I took an electric vehicle road trip recently through Georgia, Tennessee and the Carolinas to check out the new notches in the Southeast battery belt. As the former governor of Michigan, birthplace of the U.S. auto industry and its electric vehicle renaissance, I’m encouraged to see the next generation of American-made autos growing so rapidly, bringing manufacturing jobs to all parts of the country.
I assumed there might be some skepticism of clean energy in the South. If there is, I didn’t see it —
Americans of all stripes want to land the industries, jobs and opportunities of the future in their communities. That’s what President Biden’s Investing in America agenda is delivering, and this is only the beginning.
The cornerstone of that agenda is a suite of generous federal tax credits making the U.S. an irresistible destination for companies to manufacture electric vehicles, batteries, semiconductors, solar panels, and other clean energy technologies — American products made on American soil with American workers. And they’re turning industrial hubs across the Southeast into supermagnets for new investment.
Credit: contributed
Credit: contributed
Georgia is Exhibit A of this manufacturing resurgence. Since the President took office, companies have planned $32 billion in electric vehicle, battery and clean energy supply chain investments in the Peach State. In Dalton, QCells is building America’s first-ever fully integrated solar supply chain — creating 2,500 jobs. In Bryan County, Hyundai broke ground on its very first U.S. electric vehicle and battery plant — creating more than 8,000 jobs. And things are just getting started.
Those new jobs build on the clean energy job growth we are already seeing across the nation. The latest U.S. Energy and Employment Report (USEER), released this month, shows that clean energy jobs grew in every single state last year — outpacing the overall rise in U.S. employment.
Georgia boasted the third-fastest growth rate in clean energy power-generation jobs and the fourth-fastest in energy-efficiency jobs. And employers are overwhelmingly confident those numbers will keep rising.
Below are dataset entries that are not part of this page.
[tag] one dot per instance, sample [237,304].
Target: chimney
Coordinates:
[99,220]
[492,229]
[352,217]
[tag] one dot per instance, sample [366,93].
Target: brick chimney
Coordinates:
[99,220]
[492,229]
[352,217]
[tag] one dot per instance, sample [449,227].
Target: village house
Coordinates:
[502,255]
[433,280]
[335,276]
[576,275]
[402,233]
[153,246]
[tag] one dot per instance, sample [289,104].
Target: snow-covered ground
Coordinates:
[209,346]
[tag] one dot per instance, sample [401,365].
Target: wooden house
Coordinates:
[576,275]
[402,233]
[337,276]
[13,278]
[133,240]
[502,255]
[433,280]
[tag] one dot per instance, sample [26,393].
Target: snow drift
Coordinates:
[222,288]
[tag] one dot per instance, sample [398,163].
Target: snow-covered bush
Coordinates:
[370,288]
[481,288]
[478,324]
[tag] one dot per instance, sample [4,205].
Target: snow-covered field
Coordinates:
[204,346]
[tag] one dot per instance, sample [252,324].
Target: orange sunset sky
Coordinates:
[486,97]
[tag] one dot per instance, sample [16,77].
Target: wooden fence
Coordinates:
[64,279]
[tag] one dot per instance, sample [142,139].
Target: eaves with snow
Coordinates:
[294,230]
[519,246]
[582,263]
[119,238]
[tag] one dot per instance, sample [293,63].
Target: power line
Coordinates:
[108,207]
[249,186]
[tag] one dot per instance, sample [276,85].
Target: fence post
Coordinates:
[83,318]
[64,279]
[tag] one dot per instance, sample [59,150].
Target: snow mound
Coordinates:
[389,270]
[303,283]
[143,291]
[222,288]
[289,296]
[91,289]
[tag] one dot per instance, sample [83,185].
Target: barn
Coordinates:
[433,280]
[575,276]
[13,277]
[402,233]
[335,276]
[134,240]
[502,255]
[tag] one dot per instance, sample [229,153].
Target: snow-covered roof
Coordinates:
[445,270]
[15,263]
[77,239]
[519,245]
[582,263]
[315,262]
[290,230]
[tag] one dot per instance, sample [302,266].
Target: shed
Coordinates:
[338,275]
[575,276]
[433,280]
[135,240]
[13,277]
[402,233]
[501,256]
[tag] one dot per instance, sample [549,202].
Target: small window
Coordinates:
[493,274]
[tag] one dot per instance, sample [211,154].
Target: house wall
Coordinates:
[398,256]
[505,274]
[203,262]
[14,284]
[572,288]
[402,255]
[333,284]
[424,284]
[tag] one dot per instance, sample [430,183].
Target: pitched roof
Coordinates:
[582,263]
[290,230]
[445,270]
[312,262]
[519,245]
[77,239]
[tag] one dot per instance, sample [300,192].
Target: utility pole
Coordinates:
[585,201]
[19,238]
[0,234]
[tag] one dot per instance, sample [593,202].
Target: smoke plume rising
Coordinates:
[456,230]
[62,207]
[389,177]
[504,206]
The President’s agenda is packed with incentives to make these good-paying, family-sustaining jobs, with the free and fair choice to join a union. That benefits American workers, and it turns out, it benefits employers, too. The USEER finds union energy employers reported much less difficulty recruiting and hiring skilled workers — something I heard from IBEW leaders in Atlanta, who organize apprenticeship programs that let people earn while they learn.
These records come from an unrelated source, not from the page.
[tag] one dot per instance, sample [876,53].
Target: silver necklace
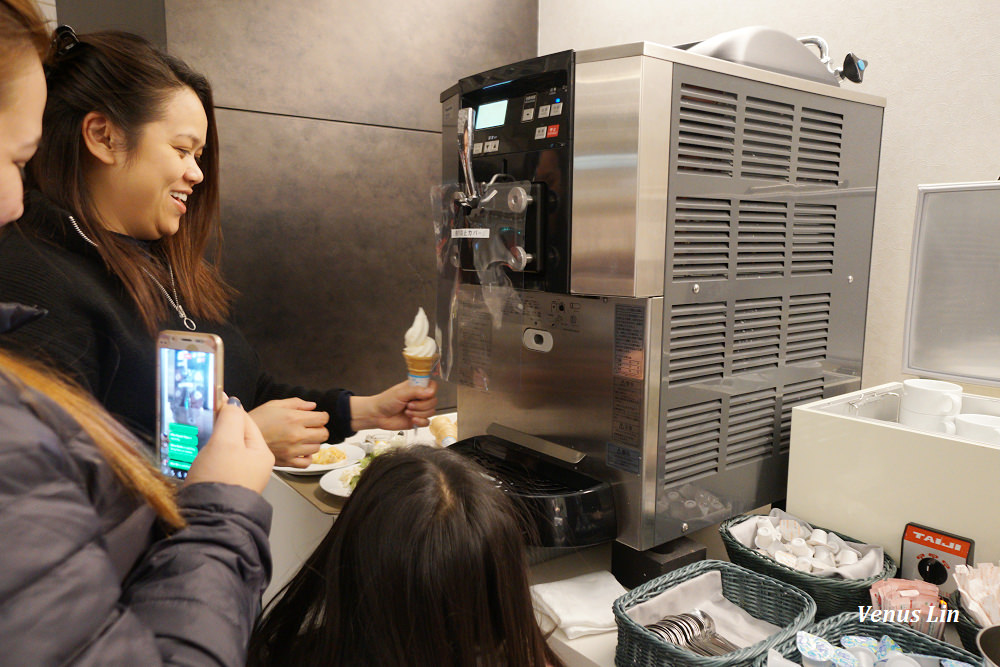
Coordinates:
[174,302]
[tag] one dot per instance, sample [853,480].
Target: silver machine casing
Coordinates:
[720,250]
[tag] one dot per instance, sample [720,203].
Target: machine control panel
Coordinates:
[532,121]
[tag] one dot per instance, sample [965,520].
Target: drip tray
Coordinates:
[567,508]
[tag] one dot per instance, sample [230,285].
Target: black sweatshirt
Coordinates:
[93,330]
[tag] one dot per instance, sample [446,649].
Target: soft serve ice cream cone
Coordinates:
[420,351]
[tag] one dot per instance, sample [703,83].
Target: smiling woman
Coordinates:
[143,193]
[121,238]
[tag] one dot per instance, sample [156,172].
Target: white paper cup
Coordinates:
[931,397]
[930,423]
[979,427]
[988,642]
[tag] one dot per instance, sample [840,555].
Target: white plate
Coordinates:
[332,482]
[353,454]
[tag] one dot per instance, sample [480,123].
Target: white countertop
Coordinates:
[589,650]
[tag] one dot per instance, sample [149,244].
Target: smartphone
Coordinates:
[188,387]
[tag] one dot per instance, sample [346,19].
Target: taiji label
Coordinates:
[471,233]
Union energy employers also share the imperative to create these opportunities for Americans historically underrepresented in the energy sector. We’re seeing promising gains for women, who made up more than half of net new energy jobs last year. At Georgia Tech, I met with organizations devoted to getting those numbers up — like EV Noire, which promotes electric vehicle jobs in diverse communities, and Women Do Everything, which trains women for electrification careers.
At the same time, these new industries are helping Georgians save hard-earned money — like Bennie Tillman, a retired Air Force veteran I visited in Athens. By upgrading his home’s lighting, air sealing, insulation and HVAC system, Bennie is slashing his family’s electricity and water bills by more than half and saving more than $3,000 a year. And thanks to new tax credits and rebates from the President’s agenda, the Tillmans and millions of other families will get whopping discounts on these and other home improvements like heat pumps, heat pump water heaters and more.
These stories of new growth, new jobs and new savings are being written across the Southeast and the country.
Nationwide, companies have announced nearly half a trillion dollars in manufacturing investments, spanning just about every state. At the Department of Energy, we’re pushing out billions more for transmission upgrades, clean energy hubs and other projects that will carry that growth further and faster. Together they’re creating tens of thousands of quality jobs and revitalizing thousands of local economies — while making products that will deliver safer air, cleaner water and healthier futures for families everywhere.
This is what Investing in America is all about. It’s all part of the grander Bidenomics strategy: growing the economy from the middle-out and bottom-up, and helping states like Georgia position their people to succeed.
Up until now, states were left on their own to compete against our global rivals. As a governor, I saw firsthand how America’s trickle-down policies allowed other countries to claim our manufacturing and technological edge. We all saw millions of jobs leave this country, outsourced to those that heavily subsidized their industries.
But with the Investing in America agenda, governors are no longer going it alone. No matter their politics or geography, every state and every community now has a partner in President Biden, creating new jobs and opportunities for Georgians, Michiganders and Americans everywhere in between.
That’s the future we’re manufacturing together.
Jennifer M. Granholm is U.S. Secretary of Energy.